Pourquoi y a-t-il autant de gares dans Paris ?
Cela a de quoi surprendre en arpentant le boulevard Magenta pour relier la Gare du Nord, la plus grande d’Europe, et celle de l’Est, distantes d’à peine 500 mètres. Tout comme n’importe quelle personne qui traverse la Seine sur le pont Charles-de-Gaulle, pour relier la gare de Lyon et celle d’Austerlitz, écartées de 600 mètres. Pourquoi trouve-t-on deux grandes gares aussi proches l’une de l’autre ? La raison de cette explication nous pousse à replonger dans le passé de la capitale, plus précisément dans le milieu du XIXe siècle. De 1838 à 1857, six compagnies ferroviaires sont créées pour desservir les régions françaises selon leur géographie : de Paris à Orléans (1838), le Nord (1845), l’Est (1845), le Midi (1852), l’Ouest (1855) puis de Paris à Lyon et la Méditerranée (1857). Un projet de gare visant à les faire cohabiter est alors envisagé : la gare de la Madeleine. Dans l’esprit du banquier Pereire, promoteur du projet, la gare de la Madeleine devait être le terminus de la ligne de Saint-Germain-en-Laye, la première ligne ferroviaire construite au départ de Paris et la première de France conçue uniquement pour le transport de voyageurs. De plus, le quartier de la Madeleine lui semble idéal, étant donné qu’il s’agit de l’un des endroits les plus actifs de la capitale au XIXe siècle. Après la présentation de plusieurs projets pour cette gare, dont la création d’une succession de viaducs de six mètres de haut, le roi Louis-Philippe Ier donne son accord en 1837 et signe même l’ordonnance permettant la création de la gare. Mais la gare de la Madeleine ne verra jamais le jour, Pereire renonçant soudainement au projet…

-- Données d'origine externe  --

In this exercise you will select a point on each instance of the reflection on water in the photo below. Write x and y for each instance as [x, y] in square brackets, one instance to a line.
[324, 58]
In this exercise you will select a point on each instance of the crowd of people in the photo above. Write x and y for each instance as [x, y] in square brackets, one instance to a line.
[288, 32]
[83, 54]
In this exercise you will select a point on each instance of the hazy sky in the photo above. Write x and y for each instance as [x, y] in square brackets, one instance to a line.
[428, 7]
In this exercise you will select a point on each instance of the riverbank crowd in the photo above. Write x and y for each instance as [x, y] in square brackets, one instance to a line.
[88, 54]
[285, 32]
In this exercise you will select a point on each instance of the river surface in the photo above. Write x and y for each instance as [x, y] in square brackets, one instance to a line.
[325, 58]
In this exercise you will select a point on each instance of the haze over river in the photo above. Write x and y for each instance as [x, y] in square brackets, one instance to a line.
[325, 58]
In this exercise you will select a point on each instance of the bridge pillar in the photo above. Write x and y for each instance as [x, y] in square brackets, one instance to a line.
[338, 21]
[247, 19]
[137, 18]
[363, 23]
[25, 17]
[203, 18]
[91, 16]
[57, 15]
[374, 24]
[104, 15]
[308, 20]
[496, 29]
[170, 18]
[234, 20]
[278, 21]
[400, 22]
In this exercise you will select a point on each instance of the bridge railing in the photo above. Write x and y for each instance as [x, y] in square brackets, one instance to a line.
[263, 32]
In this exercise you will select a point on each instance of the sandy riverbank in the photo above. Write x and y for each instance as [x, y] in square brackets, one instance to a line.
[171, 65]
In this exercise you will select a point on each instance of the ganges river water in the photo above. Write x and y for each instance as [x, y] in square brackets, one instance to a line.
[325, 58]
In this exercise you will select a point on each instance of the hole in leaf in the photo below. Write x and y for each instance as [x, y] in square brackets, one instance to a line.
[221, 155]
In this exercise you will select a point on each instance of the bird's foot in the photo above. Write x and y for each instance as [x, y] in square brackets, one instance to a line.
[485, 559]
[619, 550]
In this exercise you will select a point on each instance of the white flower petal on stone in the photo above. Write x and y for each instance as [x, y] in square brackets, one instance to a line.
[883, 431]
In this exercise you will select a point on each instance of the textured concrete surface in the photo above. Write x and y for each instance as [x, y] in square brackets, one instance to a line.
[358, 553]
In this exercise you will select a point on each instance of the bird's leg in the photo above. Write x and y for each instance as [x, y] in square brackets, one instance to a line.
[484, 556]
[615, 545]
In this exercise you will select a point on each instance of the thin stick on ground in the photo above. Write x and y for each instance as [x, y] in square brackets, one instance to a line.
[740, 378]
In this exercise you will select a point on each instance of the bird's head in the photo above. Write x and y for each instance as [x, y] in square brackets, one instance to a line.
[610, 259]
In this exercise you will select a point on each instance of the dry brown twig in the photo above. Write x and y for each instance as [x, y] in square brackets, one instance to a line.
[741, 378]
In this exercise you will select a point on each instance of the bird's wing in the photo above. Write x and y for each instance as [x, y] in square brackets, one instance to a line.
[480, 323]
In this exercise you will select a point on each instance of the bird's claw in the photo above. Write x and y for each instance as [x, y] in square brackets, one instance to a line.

La topographie parisienne, un élément non-négligeable dans la création des gares
En plus d’une possible fronde du voisinage et des autorités parisiennes, le banquier réalise que cette gare aurait sensiblement modifié la physionomie du quartier et entraîné une dévaluation du prix des appartements des riverains. Si le projet n’est pas supprimé, mais déplacé sur le site de la première gare Saint-Lazare, au milieu de terrains encore en friche et peu construits, d’autres raisons justifient l’annulation du projet et la situation actuelle des gares parisiennes. La gare de la Madeleine ne peut exister, car toutes les gares ont été faites par les compagnies privées à qui l’État avait concédé la gestion des trains. En effet, la concurrence entre les grandes compagnies leur imposait d’avoir des gares distinctes. Surtout, les compagnies cherchent à avoir leurs gares au plus près de l’arrivée de leurs têtes de réseau. La Compagnie du Nord doit ainsi arriver au nord, celle de l’Ouest vers l’ouest, et ainsi de suite. Les six grandes gares parisiennes sont donc construites entre 1837 (Saint-Lazare) et 1849 (gares de l’Est et de Lyon). Enfin, la troisième et dernière explication quant aux positions des gares parisiennes concerne des éléments difficilement mobiles : la Seine et les collines. Les gares du Nord et de l’Est ont leurs voies dans le creux entre Montmartre et Ménilmontant, puisqu’il est plus évident de faire passer un train dans une vallée que sur une colline. Un resserrement qui explique la proximité entre les deux gares. Quant aux gares d’Austerlitz et de Lyon, c’est la Seine que les voies suivent car, là encore, il aurait été plus compliqué de passer par les hauteurs du Père-Lachaise ou du 13ème arrondissement.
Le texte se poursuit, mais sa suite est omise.